Gov. Nathan Deal released a record $23.7 billion spending plan Thursday that makes clear that the after-effects of the Great Recession are behind state government.
Chris Riley, the governor’s chief of staff, said despite about an 8 percent increase in the proposed budget, the state would be spending about the same on a per capita basis as it did in 1998.
The state’s population, and the state budget, has grown tremendously since then.
Deal on Wednesday announced plans to give 200,000 teachers and state employees 3 percent raises in fiscal 2017, which begins July 1. The raises would be the largest state-funded increases since before the Great Recession.
His budget plan for the upcoming fiscal year also includes an ambitious construction program that includes money for new roads and school facilities across the state.
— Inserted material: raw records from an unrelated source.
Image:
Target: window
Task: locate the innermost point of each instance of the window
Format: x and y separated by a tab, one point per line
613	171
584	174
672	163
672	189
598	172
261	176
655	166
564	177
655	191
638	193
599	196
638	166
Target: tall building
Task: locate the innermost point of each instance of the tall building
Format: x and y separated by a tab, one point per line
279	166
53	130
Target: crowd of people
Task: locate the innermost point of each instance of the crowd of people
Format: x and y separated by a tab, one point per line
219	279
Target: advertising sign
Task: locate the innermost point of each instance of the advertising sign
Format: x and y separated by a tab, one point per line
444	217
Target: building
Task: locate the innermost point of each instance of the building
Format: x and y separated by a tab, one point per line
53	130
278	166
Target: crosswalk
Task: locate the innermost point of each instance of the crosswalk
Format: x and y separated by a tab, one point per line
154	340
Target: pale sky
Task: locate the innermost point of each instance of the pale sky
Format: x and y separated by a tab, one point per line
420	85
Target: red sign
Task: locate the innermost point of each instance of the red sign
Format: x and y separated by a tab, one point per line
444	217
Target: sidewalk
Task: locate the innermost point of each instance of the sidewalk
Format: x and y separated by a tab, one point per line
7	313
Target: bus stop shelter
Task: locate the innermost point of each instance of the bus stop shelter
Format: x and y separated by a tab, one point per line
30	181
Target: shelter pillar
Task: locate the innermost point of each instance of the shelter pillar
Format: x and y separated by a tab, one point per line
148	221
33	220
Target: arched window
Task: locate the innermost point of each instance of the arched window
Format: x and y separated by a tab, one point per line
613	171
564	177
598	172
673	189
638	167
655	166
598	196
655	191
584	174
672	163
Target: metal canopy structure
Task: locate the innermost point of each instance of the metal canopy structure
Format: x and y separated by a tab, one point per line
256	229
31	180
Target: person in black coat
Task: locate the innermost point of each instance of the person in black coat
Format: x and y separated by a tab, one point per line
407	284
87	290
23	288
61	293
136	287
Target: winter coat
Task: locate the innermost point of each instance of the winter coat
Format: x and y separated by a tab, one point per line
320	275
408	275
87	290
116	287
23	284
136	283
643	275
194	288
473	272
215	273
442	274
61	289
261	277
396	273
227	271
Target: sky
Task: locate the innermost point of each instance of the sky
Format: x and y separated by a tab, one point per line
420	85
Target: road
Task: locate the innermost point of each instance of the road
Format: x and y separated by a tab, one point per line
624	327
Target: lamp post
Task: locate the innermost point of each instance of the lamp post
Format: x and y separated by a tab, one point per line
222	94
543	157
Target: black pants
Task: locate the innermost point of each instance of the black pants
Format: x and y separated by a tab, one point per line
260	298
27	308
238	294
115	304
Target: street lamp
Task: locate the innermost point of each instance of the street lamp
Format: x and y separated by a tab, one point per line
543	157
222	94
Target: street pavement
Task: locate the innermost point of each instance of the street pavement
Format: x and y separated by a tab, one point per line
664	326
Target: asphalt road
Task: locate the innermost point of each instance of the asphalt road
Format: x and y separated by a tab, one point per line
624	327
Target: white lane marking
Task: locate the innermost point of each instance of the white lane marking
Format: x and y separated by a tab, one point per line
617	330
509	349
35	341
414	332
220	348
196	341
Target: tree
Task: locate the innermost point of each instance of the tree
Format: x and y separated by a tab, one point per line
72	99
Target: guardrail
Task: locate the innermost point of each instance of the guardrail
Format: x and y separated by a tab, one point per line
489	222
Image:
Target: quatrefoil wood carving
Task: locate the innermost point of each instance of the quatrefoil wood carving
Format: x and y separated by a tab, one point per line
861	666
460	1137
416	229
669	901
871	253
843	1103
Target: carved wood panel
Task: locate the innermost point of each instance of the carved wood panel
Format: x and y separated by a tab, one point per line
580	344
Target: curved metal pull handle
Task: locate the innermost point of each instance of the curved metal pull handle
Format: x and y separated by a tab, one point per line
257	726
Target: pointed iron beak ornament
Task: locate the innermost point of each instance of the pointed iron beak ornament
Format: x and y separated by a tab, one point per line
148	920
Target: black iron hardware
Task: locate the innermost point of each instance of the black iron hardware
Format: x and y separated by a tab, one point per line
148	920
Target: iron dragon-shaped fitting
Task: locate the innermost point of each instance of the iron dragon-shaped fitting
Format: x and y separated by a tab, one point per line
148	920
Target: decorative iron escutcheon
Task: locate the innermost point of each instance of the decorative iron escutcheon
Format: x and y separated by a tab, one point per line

Deal included $48 million to move Lanier Technical College from one end of his home county - Hall - to the other. The move is one of the governor’s pet projects, and he won support last session for a last-minute, $10 million, addition to the budget to buy land for the move. By the time the project is completed, the move could cost state taxpayers $100 million.
Overall, next year’s budget would increase $1.5 billion. More than half of that will go to road and bridge projects. Lawmakers approved a package of tax increases last session to fund the new transportation spending.
Including federal funding, state government would spend a record $47 billion in the coming fiscal year under Deal’s proposal.